Bradenton police Chief Melanie Bevan says the program also involves training officers.
Bradenton police Chief Melanie Bevan says the program also involves training officers.
Published July 8, 2016

TAMPA — Local police departments are taking on rape culture.

The Tampa Bay Area Chiefs of Police Association announced a new public awareness and training campaign Thursday called Consent Florida that aims to put a dent in some troubling statistics on sexual assault.

Among them: one in six women in Florida have been raped at some point in their lives, just 18 percent of rapes in America are reported, and only six of every 1,000 rapists see the inside of a jail cell.

"Our strategy will be to engage the key enabler of sexual assault in America — rape culture and a weak definition and perception of the concept of consent," Bradenton police Chief Melanie Bevan said at a news conference at the TPepin's Hospitality Centre. "We've tried 'no means no' and it hasn't produced the results we are after, so we're going to lend our badges and our voices to the problem in a way that we hope will make an indelible impression on everyone."

The campaign and its website,, will focus in large part on educating the public and students in middle school, high school and college.

The messages are familiar. Rape is not caused by alcohol, revealing clothing or "talking back," Bevan said.
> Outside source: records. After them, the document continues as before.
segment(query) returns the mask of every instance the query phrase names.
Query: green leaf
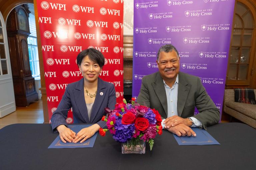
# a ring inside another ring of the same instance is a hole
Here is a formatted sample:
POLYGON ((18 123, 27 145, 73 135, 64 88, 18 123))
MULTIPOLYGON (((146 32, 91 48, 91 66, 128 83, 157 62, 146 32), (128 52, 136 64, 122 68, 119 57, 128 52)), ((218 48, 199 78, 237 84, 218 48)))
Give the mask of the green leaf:
POLYGON ((154 140, 152 139, 150 139, 148 140, 148 143, 149 144, 149 146, 150 147, 150 150, 152 150, 154 145, 154 140))

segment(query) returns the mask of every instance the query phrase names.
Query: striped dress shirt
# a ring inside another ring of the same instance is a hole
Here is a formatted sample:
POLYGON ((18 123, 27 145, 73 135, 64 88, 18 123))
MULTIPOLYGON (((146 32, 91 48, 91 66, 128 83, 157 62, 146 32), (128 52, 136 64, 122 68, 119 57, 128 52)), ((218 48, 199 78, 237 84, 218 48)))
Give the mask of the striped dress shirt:
MULTIPOLYGON (((178 101, 178 89, 179 87, 179 75, 177 75, 174 84, 171 88, 166 84, 164 80, 164 84, 166 93, 167 99, 167 106, 168 109, 167 118, 171 117, 175 115, 178 116, 177 109, 177 102, 178 101)), ((193 117, 190 117, 193 121, 192 125, 190 127, 202 127, 202 123, 198 119, 193 117)), ((162 121, 162 126, 163 128, 164 127, 165 124, 163 124, 165 119, 163 119, 162 121)))

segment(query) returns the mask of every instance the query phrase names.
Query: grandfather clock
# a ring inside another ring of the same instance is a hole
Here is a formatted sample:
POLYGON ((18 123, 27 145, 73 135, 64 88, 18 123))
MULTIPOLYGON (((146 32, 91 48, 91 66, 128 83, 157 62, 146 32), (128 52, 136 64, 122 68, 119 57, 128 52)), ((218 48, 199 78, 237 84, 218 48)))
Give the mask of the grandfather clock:
POLYGON ((19 5, 10 13, 6 23, 15 101, 17 106, 28 106, 38 100, 35 79, 30 70, 28 48, 27 38, 30 34, 28 22, 30 13, 27 4, 19 5))

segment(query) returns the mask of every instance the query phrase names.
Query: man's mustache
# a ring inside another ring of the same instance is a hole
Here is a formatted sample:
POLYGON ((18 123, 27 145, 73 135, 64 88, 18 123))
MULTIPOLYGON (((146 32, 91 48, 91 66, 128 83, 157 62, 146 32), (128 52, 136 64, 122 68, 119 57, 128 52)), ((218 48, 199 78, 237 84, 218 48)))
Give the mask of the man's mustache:
POLYGON ((172 67, 170 68, 165 68, 165 71, 173 71, 176 69, 176 68, 174 67, 172 67))

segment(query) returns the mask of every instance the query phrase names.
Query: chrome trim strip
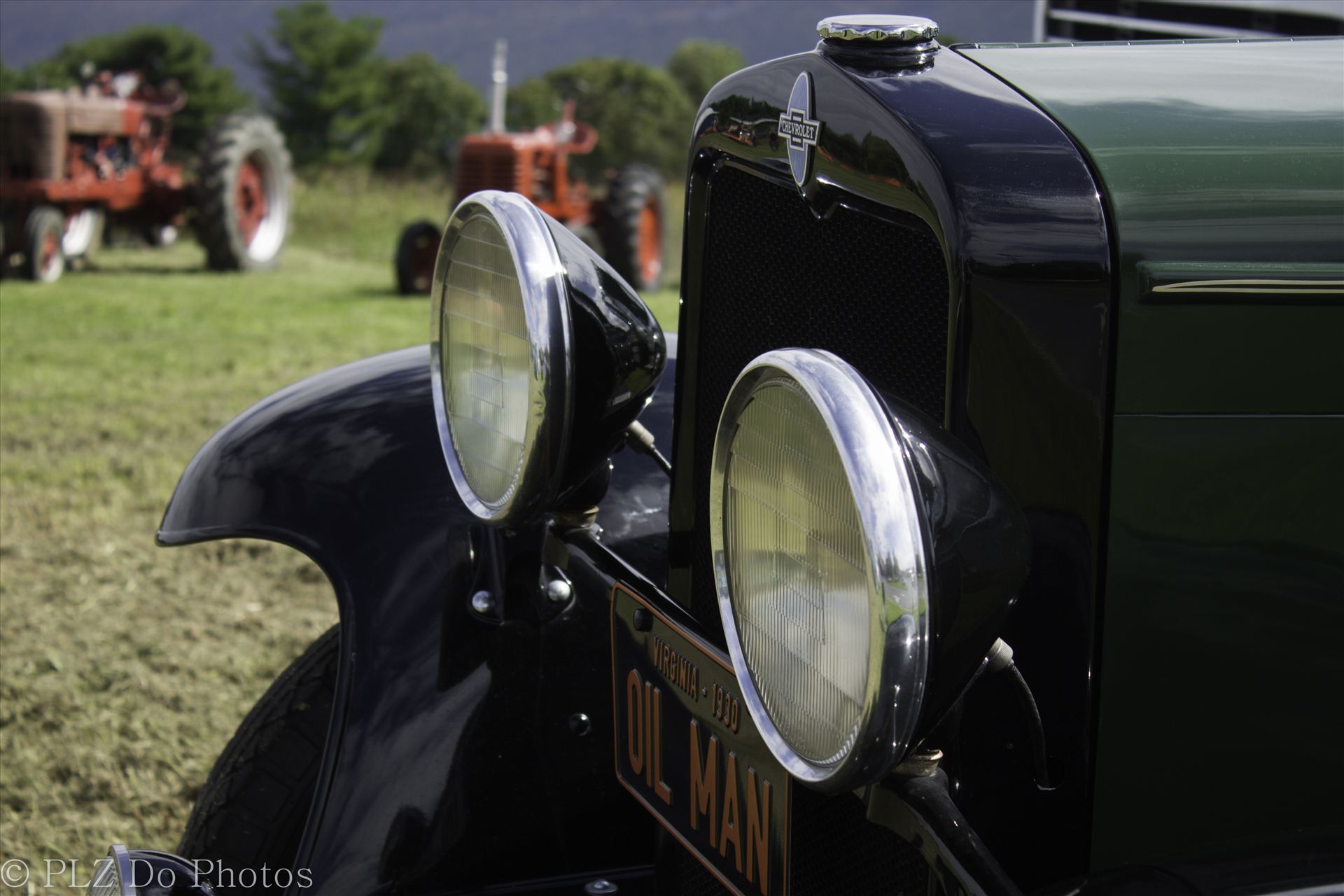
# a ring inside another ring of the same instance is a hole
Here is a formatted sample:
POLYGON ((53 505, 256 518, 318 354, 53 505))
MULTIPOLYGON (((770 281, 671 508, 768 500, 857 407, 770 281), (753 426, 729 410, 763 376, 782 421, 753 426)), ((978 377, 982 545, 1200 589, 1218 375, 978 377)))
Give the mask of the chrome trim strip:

When it happens, victims need to come forward so they can get help and their attacker can be prosecuted.

"Rape is caused by rapists who are empowered by a culture that muddies the concept of consent and uses shame and silence to fuel its punishing fire," she said.

The other focus of the campaign is to make sure officers are well-trained to handle delicate investigations.

"Training that helps our officers understand that after somebody has been victimized, it's not that easy to talk about it," she said. "It's not that easy to answer those simple yes or no questions, and it may take some extra effort and some extra time to probe deeper."

Programs and materials for schools and for officer training are still in development.

Fundraisers and grants will help pay for the effort. A fundraising gala is scheduled for Sept. 10 at TradeWinds Island Resorts in St. Pete Beach.

Bevan pointed to a program in Clearwater as an example of what can be done.

Clearwater police received a grant from the Florida Council Against Sexual Violence to train officers and dispatchers how to best interact with assault victims, Chief Dan Slaughter said.

"It's going to make sure they have the knowledge to put us in the best position to help a victim and prosecute a case, as well," Slaughter said.

Bevan paused when asked how progress will be gauged.

"Some might say that progress means we'll see a spike in reported crimes," she said. "You'd have to question whether that's a good thing or a bad thing. I think the more people who are more willing to come forward and tell us what happens, that's progress.